I am somewhat surprised that I haven’t seen more commentary on Sequoia Capital’s apparent decision to diversify away from its venture-capital heritage with an endowment-type fund that would see the company raise and manage a much larger pool of capital than heretofore.

Of course, as Rebecca Buckman of the Wall Street Journal points out, Sequoia presumably would generate more revenue and profit from having more assets under management. More to the point, by shape shifting into a diversified asset manager, Sequoia would be jumping out of the fetid, stagnant VC pool, a foul swamp that once was a raging river of swashbuckling adventure.

In recent years , however — ever since the burst bubble of 2000 and 2001, actually — the VC business model seems irrevocably broken.
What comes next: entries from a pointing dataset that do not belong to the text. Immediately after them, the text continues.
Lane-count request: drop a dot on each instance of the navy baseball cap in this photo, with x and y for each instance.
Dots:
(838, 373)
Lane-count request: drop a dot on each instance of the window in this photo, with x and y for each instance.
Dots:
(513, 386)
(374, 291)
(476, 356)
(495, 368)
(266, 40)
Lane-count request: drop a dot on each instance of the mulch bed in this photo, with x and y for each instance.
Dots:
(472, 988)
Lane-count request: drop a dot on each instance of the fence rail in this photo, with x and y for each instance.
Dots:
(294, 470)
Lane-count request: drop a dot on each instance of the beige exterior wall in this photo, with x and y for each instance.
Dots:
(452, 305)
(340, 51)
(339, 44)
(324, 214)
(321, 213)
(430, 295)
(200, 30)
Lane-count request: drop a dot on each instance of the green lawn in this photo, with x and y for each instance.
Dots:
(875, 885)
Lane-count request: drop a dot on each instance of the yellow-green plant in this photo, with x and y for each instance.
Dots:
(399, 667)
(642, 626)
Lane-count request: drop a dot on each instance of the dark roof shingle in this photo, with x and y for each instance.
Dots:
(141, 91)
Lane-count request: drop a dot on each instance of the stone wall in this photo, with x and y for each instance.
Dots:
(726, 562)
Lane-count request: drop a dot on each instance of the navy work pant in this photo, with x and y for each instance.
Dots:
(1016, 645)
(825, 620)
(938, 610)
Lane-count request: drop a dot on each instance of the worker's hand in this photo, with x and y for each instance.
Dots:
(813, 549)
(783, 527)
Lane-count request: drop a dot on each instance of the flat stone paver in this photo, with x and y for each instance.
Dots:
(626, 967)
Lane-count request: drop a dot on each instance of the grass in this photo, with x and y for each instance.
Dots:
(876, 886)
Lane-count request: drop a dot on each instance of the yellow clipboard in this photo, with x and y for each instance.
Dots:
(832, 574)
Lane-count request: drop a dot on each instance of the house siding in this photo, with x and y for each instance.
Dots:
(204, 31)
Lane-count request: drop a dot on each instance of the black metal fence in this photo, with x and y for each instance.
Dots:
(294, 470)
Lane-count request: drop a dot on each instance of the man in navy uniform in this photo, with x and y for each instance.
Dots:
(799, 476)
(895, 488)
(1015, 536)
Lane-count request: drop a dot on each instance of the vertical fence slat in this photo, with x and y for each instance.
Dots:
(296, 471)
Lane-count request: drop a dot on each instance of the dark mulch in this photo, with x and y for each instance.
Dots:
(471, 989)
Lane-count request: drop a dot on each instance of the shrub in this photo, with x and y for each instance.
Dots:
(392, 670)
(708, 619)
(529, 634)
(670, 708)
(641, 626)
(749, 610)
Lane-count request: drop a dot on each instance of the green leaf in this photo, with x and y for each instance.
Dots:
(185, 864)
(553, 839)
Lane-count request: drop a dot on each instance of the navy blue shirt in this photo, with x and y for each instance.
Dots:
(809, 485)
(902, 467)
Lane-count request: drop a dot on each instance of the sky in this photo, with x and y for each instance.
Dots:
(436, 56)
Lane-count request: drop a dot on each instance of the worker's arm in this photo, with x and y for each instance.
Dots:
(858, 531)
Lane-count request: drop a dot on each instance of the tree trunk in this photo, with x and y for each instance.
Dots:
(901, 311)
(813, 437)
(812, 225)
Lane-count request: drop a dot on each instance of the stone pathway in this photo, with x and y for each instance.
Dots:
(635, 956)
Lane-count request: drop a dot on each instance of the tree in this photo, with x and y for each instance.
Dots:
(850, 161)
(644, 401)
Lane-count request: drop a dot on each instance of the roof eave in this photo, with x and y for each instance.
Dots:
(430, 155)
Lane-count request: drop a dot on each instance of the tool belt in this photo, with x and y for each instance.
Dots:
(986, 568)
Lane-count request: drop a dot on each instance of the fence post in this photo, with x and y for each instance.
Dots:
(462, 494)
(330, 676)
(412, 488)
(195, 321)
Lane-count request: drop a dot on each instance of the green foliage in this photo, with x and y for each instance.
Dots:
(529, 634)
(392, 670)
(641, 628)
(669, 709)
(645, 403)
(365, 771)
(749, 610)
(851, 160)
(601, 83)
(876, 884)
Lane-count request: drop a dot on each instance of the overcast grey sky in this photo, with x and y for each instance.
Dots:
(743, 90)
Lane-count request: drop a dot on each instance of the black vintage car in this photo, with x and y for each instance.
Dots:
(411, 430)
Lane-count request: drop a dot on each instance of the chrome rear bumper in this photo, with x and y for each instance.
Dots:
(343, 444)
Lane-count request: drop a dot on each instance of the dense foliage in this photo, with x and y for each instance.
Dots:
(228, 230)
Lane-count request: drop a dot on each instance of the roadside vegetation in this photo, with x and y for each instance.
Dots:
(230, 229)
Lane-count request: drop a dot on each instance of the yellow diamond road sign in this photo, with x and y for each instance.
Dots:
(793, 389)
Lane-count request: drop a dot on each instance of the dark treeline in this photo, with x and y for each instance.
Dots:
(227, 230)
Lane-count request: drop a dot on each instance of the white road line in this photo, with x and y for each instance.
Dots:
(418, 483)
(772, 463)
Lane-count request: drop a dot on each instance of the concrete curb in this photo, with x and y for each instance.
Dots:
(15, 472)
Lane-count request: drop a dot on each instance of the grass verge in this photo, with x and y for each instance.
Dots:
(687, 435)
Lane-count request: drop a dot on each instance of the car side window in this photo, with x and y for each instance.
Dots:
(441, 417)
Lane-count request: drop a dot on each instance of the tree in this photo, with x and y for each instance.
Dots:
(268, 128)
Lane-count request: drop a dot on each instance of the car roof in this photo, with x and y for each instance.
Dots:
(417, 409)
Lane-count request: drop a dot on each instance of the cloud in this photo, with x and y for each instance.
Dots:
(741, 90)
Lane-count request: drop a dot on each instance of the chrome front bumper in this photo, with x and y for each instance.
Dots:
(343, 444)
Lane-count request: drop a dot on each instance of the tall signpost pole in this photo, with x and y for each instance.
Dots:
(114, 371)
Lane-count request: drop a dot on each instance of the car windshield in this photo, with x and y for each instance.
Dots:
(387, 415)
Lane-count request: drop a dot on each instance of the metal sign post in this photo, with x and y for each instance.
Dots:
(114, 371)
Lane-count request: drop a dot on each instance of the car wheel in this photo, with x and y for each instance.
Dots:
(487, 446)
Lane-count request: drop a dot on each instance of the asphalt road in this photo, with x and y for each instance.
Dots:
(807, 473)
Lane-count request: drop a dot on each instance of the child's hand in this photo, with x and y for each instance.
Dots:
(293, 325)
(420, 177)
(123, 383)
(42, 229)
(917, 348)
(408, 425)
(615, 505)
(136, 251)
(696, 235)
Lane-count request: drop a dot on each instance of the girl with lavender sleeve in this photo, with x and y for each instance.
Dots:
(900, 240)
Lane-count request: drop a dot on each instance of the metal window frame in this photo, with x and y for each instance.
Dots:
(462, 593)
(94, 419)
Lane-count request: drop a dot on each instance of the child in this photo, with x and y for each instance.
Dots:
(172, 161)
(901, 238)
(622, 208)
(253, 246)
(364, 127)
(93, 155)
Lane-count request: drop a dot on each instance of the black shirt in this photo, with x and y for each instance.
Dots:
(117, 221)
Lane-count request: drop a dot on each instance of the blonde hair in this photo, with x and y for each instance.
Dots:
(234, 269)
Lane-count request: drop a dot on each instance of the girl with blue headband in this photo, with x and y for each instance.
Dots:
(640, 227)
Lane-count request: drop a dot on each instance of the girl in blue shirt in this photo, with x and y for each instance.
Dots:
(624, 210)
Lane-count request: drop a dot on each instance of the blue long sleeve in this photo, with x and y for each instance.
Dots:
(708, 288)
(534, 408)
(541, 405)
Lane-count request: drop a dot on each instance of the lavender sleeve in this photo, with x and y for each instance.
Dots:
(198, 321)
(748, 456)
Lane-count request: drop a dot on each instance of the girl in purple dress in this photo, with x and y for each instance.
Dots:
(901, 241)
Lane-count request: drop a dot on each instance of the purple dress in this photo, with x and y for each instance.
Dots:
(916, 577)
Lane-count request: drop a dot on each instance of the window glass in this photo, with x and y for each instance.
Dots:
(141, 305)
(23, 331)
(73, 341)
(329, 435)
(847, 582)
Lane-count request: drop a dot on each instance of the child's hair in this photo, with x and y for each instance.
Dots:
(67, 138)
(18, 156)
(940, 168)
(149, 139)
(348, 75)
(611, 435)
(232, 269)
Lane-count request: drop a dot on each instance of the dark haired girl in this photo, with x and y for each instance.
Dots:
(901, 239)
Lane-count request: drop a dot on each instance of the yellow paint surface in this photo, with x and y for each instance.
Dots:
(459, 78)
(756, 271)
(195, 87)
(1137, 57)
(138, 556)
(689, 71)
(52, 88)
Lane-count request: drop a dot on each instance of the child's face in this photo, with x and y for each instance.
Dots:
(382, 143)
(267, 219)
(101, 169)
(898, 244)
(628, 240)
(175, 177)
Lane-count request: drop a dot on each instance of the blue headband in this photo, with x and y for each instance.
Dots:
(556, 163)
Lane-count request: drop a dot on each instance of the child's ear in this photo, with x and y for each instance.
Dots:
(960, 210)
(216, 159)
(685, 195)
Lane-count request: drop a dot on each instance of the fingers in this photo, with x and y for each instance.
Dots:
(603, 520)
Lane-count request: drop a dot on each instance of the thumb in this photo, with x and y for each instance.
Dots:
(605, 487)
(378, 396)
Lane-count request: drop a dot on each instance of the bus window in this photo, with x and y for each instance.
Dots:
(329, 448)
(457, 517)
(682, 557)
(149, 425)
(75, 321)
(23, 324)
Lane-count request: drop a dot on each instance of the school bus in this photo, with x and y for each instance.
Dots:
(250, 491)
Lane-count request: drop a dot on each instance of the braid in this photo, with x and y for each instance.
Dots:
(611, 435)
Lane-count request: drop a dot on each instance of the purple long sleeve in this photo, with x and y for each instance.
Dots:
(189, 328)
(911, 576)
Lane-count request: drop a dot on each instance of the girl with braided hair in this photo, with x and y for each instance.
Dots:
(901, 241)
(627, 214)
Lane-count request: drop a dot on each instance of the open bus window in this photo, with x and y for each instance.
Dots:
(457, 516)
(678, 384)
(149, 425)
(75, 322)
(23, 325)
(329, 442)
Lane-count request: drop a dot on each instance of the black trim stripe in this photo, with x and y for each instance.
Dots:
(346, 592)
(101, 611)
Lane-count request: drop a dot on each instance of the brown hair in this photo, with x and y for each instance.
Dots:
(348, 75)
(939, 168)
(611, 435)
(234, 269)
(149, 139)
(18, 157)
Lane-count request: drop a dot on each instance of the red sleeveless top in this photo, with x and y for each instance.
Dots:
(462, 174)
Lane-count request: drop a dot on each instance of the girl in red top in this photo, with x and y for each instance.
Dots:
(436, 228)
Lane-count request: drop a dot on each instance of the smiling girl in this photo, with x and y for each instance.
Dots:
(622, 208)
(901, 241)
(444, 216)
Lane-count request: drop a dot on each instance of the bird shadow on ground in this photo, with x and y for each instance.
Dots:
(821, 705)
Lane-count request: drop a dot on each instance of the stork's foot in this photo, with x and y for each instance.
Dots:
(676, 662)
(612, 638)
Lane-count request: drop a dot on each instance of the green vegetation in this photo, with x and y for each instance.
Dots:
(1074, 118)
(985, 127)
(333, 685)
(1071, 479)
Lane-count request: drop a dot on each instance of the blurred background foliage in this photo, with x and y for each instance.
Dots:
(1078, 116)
The evidence is there for all to see, as Buckman notes:

Sequoia’s move would represent a notable shift in direction for a venture-capital firm at the top of its game. The firm, now led by partners Michael Moritz and Doug Leone, has aggressively invested in Internet companies over the past few years, some of which have gone on to become hits. The firm has also created so-called growth funds for larger investments and planted flags overseas, introducing funds in China, India and Israel.

Lately, however, it has gotten tougher to make money in venture capital. For one thing, the lackluster stock market has made it hard for start-ups to go public, and some firms have been forced to pump money for longer periods into their portfolio companies.

There are risks inherent in Sequoia’s mid-life reinvention. In assuming the form of an asset manager, Sequoia could be perceived as a competitor to many of its current investors, who might shun it. That would mean Sequoia would have to tap new investors at the same time it is trying to raise funds of unprecedented size.

There’s no question that the torpid IPO market, as well as the general dearth of big-ticket exits for private companies in which Sequoia and other VC firms have invested, played a significant role in convincing Sequoia that the risks of this move were outweighed by the potential rewards.